Born in Mt Isa and now living on their 162-ha Ravenshoe farm with her husband, Luke, and their two sons, Fred and Russell, the daughter of nomadic mining parents, Shannon never imagined herself living on a farm and working with graziers across Australia. 

Always an animal lover, she was halfway through her Bachelor of Veterinary Science degree at the university of Sydney when indifference for her course motivated her to take a job ringing for two years on Delamere Station in the Northern Territory. 

After a “tough as hell” start, Shannon developed a lot of new skills, and a deep love for the industry and its people which gave her degree a new focus. 
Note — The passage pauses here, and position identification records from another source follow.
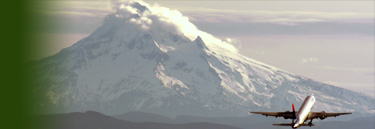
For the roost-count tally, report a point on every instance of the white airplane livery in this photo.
(302, 115)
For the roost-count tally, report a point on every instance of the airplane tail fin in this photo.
(290, 124)
(294, 112)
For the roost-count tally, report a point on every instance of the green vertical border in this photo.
(13, 54)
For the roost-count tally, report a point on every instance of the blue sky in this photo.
(329, 41)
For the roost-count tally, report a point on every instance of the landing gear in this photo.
(310, 123)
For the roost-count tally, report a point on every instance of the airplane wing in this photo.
(286, 115)
(323, 115)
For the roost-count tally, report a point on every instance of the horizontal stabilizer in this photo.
(282, 124)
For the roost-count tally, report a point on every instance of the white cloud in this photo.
(170, 19)
(309, 60)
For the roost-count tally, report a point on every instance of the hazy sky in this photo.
(329, 41)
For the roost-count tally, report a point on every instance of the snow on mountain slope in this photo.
(143, 58)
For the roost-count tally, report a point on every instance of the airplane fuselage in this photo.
(304, 111)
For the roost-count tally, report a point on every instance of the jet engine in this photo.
(323, 117)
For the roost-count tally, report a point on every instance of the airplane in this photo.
(299, 118)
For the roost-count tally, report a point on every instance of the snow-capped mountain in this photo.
(152, 59)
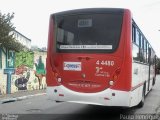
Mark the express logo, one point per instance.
(74, 66)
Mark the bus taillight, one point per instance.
(116, 74)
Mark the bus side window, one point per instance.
(137, 37)
(145, 51)
(141, 57)
(147, 54)
(135, 52)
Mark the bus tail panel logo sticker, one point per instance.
(72, 66)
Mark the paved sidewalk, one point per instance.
(20, 95)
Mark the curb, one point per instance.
(8, 100)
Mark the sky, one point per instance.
(32, 16)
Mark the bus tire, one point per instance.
(141, 104)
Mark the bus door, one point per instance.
(149, 61)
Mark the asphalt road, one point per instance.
(41, 108)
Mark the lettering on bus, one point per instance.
(74, 66)
(105, 62)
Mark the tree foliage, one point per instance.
(6, 33)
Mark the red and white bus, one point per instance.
(98, 56)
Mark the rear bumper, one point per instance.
(105, 98)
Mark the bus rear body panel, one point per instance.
(91, 72)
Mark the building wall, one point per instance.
(24, 75)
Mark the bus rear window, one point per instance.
(88, 32)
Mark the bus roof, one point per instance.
(91, 10)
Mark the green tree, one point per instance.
(6, 35)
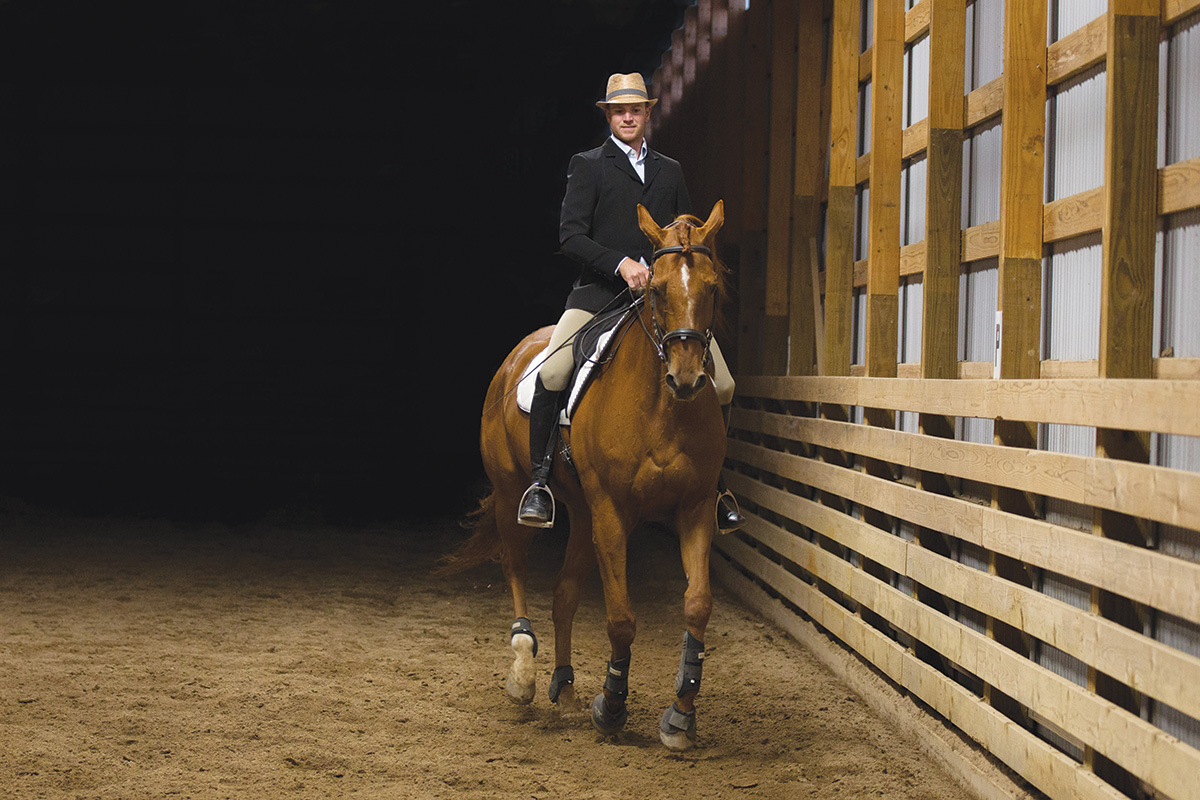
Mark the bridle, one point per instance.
(661, 340)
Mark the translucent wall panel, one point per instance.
(1066, 17)
(977, 331)
(1075, 136)
(1071, 302)
(984, 44)
(911, 307)
(981, 175)
(1182, 130)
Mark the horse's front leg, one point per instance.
(677, 728)
(610, 537)
(521, 681)
(577, 564)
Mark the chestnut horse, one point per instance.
(647, 441)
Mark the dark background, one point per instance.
(268, 253)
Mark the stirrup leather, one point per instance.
(525, 498)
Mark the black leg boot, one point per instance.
(729, 513)
(538, 503)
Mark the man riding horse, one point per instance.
(599, 229)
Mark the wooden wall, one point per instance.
(874, 516)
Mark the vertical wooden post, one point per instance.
(805, 190)
(754, 193)
(779, 181)
(1127, 287)
(1019, 304)
(840, 204)
(883, 223)
(943, 240)
(1023, 174)
(943, 191)
(729, 79)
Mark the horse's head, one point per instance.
(684, 295)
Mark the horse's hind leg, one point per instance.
(609, 713)
(577, 564)
(521, 681)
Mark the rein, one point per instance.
(661, 340)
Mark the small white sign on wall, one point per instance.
(995, 356)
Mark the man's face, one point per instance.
(628, 121)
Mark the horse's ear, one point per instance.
(651, 228)
(714, 222)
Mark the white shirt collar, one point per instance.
(628, 150)
(637, 160)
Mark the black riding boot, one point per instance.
(729, 515)
(538, 503)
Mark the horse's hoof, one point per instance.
(521, 684)
(677, 729)
(605, 721)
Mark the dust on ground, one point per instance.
(294, 657)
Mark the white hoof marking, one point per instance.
(521, 680)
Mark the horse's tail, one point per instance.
(484, 543)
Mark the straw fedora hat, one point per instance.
(625, 89)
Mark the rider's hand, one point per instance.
(635, 274)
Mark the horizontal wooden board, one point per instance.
(1127, 404)
(1149, 666)
(1158, 493)
(1146, 576)
(1132, 743)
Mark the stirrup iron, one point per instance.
(724, 524)
(531, 522)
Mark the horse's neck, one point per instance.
(640, 366)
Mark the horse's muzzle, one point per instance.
(685, 385)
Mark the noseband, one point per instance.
(660, 338)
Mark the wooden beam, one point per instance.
(754, 23)
(943, 190)
(840, 205)
(883, 216)
(780, 176)
(1127, 295)
(808, 176)
(1023, 169)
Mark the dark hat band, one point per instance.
(619, 92)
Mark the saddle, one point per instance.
(591, 348)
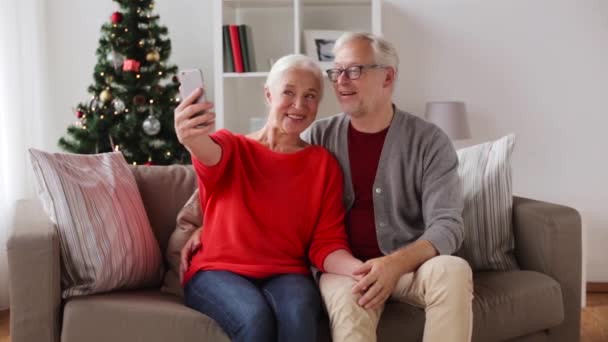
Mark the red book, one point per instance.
(236, 48)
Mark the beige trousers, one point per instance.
(443, 286)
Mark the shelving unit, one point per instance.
(277, 29)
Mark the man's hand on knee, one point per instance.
(380, 275)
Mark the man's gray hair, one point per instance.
(384, 52)
(294, 61)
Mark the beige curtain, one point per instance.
(22, 102)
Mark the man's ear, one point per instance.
(267, 95)
(389, 79)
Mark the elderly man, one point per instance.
(403, 199)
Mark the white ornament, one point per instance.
(151, 125)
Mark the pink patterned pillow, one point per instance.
(106, 239)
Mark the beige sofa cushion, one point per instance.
(149, 316)
(189, 219)
(485, 170)
(104, 233)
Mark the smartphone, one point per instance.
(190, 80)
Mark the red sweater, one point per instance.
(364, 155)
(268, 213)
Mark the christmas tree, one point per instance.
(134, 93)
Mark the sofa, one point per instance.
(539, 302)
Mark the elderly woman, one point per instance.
(272, 206)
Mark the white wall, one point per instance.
(536, 68)
(73, 35)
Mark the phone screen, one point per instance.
(190, 80)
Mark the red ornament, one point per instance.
(116, 17)
(130, 65)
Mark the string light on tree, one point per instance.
(133, 91)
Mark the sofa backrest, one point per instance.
(164, 191)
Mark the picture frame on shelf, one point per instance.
(319, 45)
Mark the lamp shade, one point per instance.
(451, 117)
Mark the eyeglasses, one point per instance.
(352, 72)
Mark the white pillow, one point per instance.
(105, 236)
(485, 170)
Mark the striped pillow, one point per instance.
(485, 171)
(105, 237)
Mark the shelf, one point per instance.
(245, 74)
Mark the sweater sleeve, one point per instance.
(210, 176)
(329, 234)
(442, 198)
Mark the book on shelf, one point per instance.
(244, 47)
(227, 48)
(237, 48)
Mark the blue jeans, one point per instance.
(282, 308)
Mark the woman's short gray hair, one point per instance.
(294, 61)
(384, 52)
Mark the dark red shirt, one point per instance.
(364, 154)
(268, 213)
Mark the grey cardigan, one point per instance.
(417, 191)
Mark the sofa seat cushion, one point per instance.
(514, 303)
(132, 316)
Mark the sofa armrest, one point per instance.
(34, 275)
(548, 239)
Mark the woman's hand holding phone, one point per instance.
(193, 128)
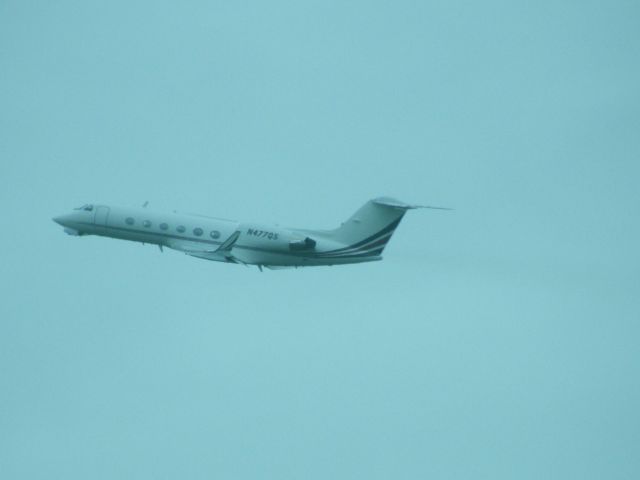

It was out with the “itchy poodles” of city practice and in with big animals, bovine preg testing and ovarian scanning. 

After a stint with Tableland Veterinary Service at Malanda and then export preg testing at Charters Towers, Shannon started her genomic fertility project which showed her a good cross-section of company, stud, and family breeding operations across a wide variety of systems. 

“Many producers NLIS tag cattle at point of sale, but the benefits of tagging weaners can outweigh the activity's nuisance value. 

That tag is like a little USB stick in every calf's ear and can establish an early weight that gives growth information from that point in time,” Shannon said. 

“Using a producer's kill sheet data from their abattoir records, NLIS records and basic information from their property scales – we can build individual animal profiles to assist in decisions about which animals should be culled, kept or moved to another property. 

“We believe in listening first and love solving really hard problems. Our team, who are all farmers and producers themselves, travel out to set up programs and crush-side templates. 

Tying weights to carcase data can reveal some remarkable insights about property and breeder performance. 

“Bank managers assume a 50 per cent preg test result when loaning money to northern Australian producers. 

Proving you are achieving better results increases their leveraging power to offer you more money at a better rate. 

“Black Box is a two-way system, once we have your information, we can push information back into your crush side machine activating alerts to be executed, drafting cattle into live export or feedlot mobs at specific times of the year.”